『黒天』のクーゴン

 話を聞くため、ミレイアたちはプールから上がった。


 お昼前だが、フードコートに立ち寄り食事を始める。 


「彼は世界で、『黒天』と呼ばれていたよ」


 一行に話をしながら、男爵はフライドポテトをつまむ。


 案外俗っぽい味を好むのだなと、ミレイアは思った。男爵いわく、元の世界では普通に出ていた料理だという。男爵の健康状態が気になるが、今はブレイクタイムだ。説得する雰囲気でもない。

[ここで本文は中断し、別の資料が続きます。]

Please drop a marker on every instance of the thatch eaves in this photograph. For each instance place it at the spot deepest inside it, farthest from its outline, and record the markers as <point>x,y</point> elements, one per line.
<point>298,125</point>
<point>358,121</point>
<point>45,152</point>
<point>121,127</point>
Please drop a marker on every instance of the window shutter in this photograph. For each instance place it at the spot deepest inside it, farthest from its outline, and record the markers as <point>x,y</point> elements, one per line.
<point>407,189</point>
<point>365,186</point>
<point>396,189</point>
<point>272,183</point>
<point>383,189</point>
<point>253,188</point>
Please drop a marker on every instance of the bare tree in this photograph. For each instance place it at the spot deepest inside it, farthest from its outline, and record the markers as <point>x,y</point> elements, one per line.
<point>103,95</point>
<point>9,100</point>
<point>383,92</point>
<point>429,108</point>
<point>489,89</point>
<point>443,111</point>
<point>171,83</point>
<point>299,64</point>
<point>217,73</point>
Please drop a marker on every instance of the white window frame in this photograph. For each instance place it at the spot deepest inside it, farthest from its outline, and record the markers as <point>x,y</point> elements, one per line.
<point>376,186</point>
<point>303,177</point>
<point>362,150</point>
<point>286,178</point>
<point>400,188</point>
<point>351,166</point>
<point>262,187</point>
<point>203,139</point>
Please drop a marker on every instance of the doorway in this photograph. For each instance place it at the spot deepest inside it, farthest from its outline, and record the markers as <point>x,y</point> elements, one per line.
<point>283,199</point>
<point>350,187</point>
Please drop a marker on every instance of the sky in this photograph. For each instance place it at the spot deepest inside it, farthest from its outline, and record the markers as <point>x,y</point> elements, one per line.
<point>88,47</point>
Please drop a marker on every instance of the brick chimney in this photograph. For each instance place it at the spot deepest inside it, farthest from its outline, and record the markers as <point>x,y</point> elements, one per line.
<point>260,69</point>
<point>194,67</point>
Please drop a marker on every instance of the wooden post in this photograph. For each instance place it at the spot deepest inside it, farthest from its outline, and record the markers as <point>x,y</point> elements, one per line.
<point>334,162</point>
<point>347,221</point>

 焼きそばを食べながら、アメスは目だけを男爵に向けている。


 男爵の言葉に、イルマが反応した。


「黒点って、ほぼ魔王って言ってもおかしくない存在じゃないですか⁉」

「そんなにスゴい相手なんですの?」

「世界の半分近くを治めていた、ブラックドラゴンのことです。多くの勇者を返り討ちにしたそうですよ」


 彼によって倒された兵隊や勇者は、数え切れない。


「今でこそ彼は、ボクの聖獣としてそばにいてくれている。しかし、最初は彼が一番厄介な相手だったんだ」


 男爵が戦った中でも、魔王の次に強かったという。


「クーゴンの生まれ故郷が、このホホヤなんだ」


 ならば、ここはクーゴンにとって古巣となる。


「彼を側に置くことは、男爵にとって不利なのでは?」

「いや。クーゴンがブラックドラゴンたちを説得してくれたんだ。人を襲わないようにって」


 その代わり、クーゴンは二度と足を踏み入れないと約束したが。


「よくプールの設置許可がおりましたね」

「もう敵対していないからね」


 ブラックドラゴンは現在、人類側の敵でも味方でもない。安心こそできないが、無闇に襲ってくることはないだろう。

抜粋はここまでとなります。